When Tyler and I rented this apartment together, we knew we wanted a table. Our common room has a linear kitchen at one end and the couch & coffee table at the other. Our plan (and in concordance with FARMHOUSE KITCHEN, DIFFERENT CHAIRS, and HALF-FILLED WALL) was to divide the two spaces with the dining table–and to get some extra counter and storage space. With tons of natural light, white walls, and blond flooring, we knew we wanted a solid, darker piece to balance the room–something with rough, warm materials. It also needed to be unusually high, to provide a standing work surface. After rejecting a few expensive and ill-sized pieces from craigslist, catalogs and furniture stores, we decided to build one ourselves.

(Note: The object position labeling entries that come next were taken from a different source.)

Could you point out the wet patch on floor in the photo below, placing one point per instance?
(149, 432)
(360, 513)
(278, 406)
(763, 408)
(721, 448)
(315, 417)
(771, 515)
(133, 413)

I saw my first live-edge table freshman year at Carleton; an acquaintance had completed one as a part of their woodworking study, and invited a small group to dinner to celebrate. Oak, I believe–roughly eight feet by 40 inches, a beautiful pair of book-matched slabs cleaved perfectly from bark to core, and polished to a fine sheen. The top rest on legs only 18 inches in height; we sat on the floor or cushions. For seven years the feeling of that table resonated in my memory. Now I had the workshop and living space to make one myself.